Ethanol: Efficiency and Availability
In Brazil and a few other tropical countries, ethanol is fermented from sugar cane. This process is far less energy intensive (partly because human labour inputs are greater than in North America). It is reckoned to yield 3 times more energy than the fossil energy put into the crop and refining process. Also, sugar cane yields 5500-6800 litres of ethanol per hectare in Brazil; American corn yields 2800-3300 litres per hectare!
Another huge efficiency is the use of dried sugar cane stalks (bagasse) as fuel to separate (distil) the ethanol from the water. Most Brazilian ethanol refiners burn their bagasse in co-generation plants to generate electricity The waste heat then distils the alcohol. One such refinery produces 435 million litres of ethanol per year and puts 30 megawatts of surplus electricity (after supplying internal needs) into Brazil’s electricity grid! Many ethanol refiners in Brazil generate more electricity than they need. Derived from burning an agricultural waste, this electricity must be considered renewable – “green” energy!
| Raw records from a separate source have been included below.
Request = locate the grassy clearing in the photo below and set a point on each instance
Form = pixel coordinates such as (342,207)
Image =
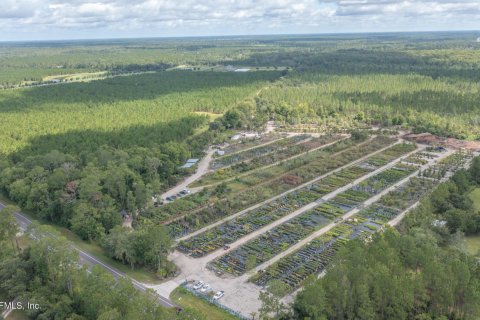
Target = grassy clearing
(473,245)
(92,249)
(189,301)
(475,196)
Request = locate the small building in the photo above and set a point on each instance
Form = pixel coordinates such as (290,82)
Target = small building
(439,223)
(190,163)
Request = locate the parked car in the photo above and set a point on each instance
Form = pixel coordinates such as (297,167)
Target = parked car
(206,287)
(198,285)
(218,295)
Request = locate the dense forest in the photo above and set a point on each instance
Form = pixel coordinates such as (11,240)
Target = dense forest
(82,155)
(421,272)
(47,272)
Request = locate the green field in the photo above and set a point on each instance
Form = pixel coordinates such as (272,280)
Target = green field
(209,311)
(473,245)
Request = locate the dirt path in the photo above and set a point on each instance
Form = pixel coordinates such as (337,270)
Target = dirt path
(240,294)
(313,205)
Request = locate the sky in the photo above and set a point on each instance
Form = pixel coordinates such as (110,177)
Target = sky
(96,19)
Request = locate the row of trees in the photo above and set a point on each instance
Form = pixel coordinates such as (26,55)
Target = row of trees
(445,106)
(46,272)
(420,273)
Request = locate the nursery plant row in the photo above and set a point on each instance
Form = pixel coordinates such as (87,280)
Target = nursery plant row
(226,193)
(315,257)
(280,154)
(257,152)
(253,220)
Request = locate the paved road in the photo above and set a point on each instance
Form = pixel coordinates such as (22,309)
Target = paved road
(87,259)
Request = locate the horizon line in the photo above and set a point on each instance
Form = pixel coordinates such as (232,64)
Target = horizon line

It is estimated that converting the entire American corn harvest into ethanol would meet only 12% of current gasoline demand! Canadian Renewable Fuels (an ethanol producer) estimated that adding 10% ethanol to Canadian gasoline would require 20% of our total grain harvest (corn & wheat). However, the OECD reckons that level of ethanol would require 30% to 70% of our grain crop! It would make sense for America to import ethanol. Instead it imposes a $0.14 per litre (~12% of the current gasoline price) import duty on Brazilian ethanol, and puts a subsidy estimated at $0.25 – $0.40 per litre (combination of subsidies to corn farmers, to construction of ethanol refineries, and tax relief at the gas pump) on domestically produced ethanol. Together this makes it impossible for even Brazil’s ethanol (the world’s cheapest) to compete in the US market.